Close up of a woman rubbing a scrub on her cheek to exfoliate.

Lifestyle Habits to Help You Treat Combination Skin

  • Exercise: Regular exercise can reduce stress and improve both mental and physical health. Physical fitness routines increase the production of endorphins, helping relax the body and contributing to better sleep. Exercise also improves circulation by increasing blood flow, which carries nutrients and oxygen directly to the skin cells. The better your circulation, the better able your body is to carry away waste products, including free radicals that can wreak havoc on your skin. This is true of every skin type, so make sure you’re getting the physical activity you need to heal your body from the inside out.
  • Wear Sunscreen: Every time you go outdoors, whether it’s the middle of summer or the dead of winter, apply sunscreen. Be sure to use sunscreen of 30 SPF or higher, applying 30 minutes before you leave the house. Why is 30 the magic number? Typically, the higher the SPF, the better the protection; however, this scale has its limits. SPF 15 products block about 94 percent of UVB rays, SPF 30 products block around 97 percent of UVB rays, and SPF 45 blocks around 98 percent of UVB rays. No sunscreen offers 100 percent protection from UVB rays, but you can add protection by wearing protective clothing layers and seeking out shade when outdoors for an extend amount of time.
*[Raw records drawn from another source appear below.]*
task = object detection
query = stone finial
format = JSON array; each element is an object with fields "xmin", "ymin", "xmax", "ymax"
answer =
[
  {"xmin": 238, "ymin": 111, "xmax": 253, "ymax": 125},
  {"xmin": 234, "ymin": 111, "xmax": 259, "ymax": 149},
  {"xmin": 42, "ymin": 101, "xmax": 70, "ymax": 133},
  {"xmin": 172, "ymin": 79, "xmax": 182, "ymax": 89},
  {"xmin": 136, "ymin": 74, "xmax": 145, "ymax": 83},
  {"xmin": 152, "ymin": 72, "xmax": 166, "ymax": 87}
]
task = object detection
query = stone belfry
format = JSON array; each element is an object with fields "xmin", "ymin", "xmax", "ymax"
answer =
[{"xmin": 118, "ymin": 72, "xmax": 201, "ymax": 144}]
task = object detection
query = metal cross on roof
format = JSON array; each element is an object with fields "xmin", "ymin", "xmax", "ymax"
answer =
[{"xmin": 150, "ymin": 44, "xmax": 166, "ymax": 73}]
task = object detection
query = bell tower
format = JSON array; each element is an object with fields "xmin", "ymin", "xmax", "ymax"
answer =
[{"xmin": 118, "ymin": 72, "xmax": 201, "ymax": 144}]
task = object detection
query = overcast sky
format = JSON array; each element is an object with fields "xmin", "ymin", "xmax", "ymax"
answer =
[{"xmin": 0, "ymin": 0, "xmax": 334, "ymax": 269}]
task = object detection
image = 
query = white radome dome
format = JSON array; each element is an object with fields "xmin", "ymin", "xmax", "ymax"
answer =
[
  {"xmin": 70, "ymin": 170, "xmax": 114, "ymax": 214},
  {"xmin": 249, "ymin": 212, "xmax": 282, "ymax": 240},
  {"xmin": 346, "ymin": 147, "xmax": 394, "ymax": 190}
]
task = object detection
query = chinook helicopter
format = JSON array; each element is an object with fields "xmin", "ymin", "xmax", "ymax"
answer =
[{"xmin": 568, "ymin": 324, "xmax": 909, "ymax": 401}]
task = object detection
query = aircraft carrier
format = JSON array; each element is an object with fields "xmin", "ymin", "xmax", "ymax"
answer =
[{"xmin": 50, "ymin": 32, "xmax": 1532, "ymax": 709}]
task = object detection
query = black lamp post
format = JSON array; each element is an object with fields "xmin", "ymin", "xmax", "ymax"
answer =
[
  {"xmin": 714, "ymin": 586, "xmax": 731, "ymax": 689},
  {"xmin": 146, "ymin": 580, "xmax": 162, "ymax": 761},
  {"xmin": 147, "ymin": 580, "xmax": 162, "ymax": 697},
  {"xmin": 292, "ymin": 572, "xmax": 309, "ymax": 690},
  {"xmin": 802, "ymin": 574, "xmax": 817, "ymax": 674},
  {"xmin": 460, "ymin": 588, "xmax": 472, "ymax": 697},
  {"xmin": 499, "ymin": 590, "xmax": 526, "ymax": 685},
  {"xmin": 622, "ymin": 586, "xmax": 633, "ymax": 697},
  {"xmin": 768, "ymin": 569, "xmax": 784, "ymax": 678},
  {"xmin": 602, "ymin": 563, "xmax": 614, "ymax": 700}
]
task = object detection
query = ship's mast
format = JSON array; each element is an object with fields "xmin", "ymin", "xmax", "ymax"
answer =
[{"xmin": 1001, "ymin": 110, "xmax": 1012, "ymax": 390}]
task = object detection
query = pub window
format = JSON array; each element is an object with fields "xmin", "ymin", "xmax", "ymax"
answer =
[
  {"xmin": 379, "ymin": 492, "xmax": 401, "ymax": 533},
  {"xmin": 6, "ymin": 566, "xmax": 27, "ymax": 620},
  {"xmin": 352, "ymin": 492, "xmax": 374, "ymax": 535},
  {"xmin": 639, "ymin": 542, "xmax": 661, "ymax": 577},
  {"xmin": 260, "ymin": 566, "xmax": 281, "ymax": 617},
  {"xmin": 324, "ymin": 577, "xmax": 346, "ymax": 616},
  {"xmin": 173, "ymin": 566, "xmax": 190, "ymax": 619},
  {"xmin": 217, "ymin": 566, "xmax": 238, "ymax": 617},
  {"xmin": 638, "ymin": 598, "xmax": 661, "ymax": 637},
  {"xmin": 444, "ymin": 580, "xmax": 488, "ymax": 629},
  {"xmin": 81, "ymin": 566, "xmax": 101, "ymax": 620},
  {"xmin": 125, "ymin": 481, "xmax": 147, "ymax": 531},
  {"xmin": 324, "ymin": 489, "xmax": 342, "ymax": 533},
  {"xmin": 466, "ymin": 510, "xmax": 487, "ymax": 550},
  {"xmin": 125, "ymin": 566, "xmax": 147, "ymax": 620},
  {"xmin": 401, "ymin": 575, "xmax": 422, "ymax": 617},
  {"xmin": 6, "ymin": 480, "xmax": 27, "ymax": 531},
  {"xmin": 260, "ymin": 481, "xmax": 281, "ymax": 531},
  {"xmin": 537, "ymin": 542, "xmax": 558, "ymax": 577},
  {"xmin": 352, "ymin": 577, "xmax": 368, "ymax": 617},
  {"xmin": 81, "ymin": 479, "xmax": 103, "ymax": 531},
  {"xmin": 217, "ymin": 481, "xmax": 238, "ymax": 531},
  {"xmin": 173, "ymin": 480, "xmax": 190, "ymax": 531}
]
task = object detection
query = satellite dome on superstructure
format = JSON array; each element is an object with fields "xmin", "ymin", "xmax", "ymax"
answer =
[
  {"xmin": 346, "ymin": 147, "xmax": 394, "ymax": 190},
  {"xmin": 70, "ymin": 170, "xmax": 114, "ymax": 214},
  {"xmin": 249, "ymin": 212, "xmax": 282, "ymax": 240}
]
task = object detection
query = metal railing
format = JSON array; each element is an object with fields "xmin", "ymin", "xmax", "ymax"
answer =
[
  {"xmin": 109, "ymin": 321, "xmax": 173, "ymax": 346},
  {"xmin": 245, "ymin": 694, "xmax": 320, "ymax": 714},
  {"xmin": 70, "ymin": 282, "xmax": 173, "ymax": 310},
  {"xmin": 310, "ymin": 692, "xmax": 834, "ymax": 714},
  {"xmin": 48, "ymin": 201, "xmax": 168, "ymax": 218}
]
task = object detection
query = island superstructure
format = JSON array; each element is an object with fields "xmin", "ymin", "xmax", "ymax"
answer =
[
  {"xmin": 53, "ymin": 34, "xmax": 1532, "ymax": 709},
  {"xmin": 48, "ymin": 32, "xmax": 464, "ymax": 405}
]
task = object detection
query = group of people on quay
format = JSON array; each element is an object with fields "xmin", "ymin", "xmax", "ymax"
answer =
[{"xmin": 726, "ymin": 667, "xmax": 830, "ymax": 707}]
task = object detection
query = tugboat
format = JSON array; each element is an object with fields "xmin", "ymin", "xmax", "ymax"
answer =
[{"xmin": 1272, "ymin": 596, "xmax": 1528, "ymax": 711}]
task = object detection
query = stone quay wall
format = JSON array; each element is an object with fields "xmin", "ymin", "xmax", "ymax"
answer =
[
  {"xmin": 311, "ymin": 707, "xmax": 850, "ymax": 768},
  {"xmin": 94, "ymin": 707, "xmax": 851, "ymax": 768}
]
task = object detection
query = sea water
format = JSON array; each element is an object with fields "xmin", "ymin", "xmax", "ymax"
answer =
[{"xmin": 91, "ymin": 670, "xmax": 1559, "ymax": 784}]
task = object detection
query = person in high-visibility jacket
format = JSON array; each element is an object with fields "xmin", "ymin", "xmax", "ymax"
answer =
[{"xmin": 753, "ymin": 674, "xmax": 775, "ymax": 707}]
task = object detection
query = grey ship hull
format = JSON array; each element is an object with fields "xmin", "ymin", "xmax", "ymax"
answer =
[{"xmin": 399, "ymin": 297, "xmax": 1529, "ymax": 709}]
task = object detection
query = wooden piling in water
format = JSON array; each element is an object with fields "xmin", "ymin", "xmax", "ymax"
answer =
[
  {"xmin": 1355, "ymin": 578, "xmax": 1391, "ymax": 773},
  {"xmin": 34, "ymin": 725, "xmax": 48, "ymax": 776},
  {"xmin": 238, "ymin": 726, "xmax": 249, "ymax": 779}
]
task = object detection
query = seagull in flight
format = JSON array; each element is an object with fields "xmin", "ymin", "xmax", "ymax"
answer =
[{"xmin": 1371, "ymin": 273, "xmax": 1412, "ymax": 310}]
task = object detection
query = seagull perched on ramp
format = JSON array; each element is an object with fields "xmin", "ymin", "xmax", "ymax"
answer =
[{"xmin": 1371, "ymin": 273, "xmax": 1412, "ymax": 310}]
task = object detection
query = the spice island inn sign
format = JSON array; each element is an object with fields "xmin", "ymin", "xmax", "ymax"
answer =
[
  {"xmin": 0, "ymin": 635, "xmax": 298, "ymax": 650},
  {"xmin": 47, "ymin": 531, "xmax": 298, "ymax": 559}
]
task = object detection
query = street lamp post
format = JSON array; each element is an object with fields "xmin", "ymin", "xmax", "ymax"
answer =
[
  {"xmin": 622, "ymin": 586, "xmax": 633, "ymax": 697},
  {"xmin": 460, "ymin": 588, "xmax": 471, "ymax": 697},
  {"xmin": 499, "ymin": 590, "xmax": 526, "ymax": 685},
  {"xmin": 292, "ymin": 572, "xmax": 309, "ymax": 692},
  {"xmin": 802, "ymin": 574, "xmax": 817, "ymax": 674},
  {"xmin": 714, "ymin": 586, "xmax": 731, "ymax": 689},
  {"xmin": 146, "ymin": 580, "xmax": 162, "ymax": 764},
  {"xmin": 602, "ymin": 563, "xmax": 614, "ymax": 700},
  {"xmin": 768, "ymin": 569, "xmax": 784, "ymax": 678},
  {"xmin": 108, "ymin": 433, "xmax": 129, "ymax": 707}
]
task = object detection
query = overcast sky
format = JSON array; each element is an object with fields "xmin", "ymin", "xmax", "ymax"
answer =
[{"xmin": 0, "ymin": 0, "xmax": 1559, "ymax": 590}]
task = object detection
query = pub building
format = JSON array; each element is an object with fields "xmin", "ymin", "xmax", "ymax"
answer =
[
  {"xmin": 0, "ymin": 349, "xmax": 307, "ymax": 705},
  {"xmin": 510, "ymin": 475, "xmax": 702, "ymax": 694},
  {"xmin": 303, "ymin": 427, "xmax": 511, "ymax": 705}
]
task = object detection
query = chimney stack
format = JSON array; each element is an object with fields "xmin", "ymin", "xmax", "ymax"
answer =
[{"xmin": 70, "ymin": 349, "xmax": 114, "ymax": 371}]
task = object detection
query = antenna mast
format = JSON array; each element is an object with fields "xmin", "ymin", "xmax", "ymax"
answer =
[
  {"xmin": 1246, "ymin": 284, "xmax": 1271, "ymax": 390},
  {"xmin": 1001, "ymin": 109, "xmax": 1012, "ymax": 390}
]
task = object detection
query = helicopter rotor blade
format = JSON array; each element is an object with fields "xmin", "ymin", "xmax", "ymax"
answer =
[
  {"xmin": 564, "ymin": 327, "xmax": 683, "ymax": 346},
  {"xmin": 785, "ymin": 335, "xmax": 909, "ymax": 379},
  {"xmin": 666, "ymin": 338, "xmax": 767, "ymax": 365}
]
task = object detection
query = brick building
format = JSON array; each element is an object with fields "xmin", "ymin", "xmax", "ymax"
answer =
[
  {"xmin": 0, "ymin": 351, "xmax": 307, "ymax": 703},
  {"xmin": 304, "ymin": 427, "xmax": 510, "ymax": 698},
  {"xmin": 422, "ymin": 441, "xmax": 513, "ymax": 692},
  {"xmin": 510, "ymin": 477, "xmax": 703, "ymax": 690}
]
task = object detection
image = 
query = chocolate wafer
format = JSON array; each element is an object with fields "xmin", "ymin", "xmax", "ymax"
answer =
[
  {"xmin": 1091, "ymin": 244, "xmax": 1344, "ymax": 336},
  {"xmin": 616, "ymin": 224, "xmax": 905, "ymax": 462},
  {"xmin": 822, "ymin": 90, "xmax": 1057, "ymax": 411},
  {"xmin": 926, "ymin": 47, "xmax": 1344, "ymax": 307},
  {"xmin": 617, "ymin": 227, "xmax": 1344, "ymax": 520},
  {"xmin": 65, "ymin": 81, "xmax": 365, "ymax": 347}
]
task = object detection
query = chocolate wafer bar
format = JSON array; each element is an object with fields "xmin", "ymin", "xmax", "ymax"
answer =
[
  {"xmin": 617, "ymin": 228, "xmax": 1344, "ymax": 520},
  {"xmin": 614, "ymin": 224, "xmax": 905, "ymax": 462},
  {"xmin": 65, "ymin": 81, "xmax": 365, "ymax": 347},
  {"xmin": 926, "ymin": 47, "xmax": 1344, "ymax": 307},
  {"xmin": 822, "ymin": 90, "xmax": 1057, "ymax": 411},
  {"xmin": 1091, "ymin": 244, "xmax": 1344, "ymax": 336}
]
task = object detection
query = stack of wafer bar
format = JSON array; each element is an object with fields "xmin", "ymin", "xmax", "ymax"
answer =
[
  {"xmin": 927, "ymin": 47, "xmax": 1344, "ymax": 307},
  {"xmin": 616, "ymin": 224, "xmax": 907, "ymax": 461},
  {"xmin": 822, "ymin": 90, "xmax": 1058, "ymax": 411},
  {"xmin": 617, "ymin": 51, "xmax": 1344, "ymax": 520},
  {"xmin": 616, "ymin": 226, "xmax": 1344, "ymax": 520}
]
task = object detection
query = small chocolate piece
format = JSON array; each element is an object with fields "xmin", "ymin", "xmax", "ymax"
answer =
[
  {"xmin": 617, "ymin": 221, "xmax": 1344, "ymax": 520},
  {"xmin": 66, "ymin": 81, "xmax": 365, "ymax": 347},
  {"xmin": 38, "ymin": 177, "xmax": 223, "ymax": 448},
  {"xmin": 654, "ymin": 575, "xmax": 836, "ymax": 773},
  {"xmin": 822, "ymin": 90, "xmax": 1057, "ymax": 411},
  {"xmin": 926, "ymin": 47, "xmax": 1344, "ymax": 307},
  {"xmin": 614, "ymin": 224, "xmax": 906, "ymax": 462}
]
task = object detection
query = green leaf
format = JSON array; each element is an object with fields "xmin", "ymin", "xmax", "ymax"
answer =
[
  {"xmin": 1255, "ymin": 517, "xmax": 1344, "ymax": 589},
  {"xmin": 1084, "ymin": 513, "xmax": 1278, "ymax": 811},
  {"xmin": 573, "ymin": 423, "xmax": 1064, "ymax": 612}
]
Don’t forget to reapply! Put on another layer of sunscreen once every two hours—more often if you’re sweating or swimming.

Woman applying sunscreen to her shoulder.
  • Manage Your Stress: Stress can have a major impact on your health, but does it contribute to skin issues? Yes! While stress itself does not cause acne, it can exacerbate certain pre-existing skin conditions. There have been studies that show a clear link between stress and breakouts; one study observed college students over the course of several months. During exam periods (a time where stress levels rise), breakouts were more common.

There are plenty of ways to reduce stress. For some, stress is best managed through regular exercise. For others, meditation proves to be the most beneficial technique. One of the most important ways to reduce stress and keep your skin looking its best—no matter who you are—is through adequate rest. Get to bed early, leave your phone and laptop alone, and get the proper shuteye even on the weekends. Your skin will thank you!

Get the radiant skin you want by treating your combination skin with tender, loving care. Use the right skin care products, follow a regular skin care regimen, and incorporate these healthy lifestyle habits into your daily routine for a glowing complexion.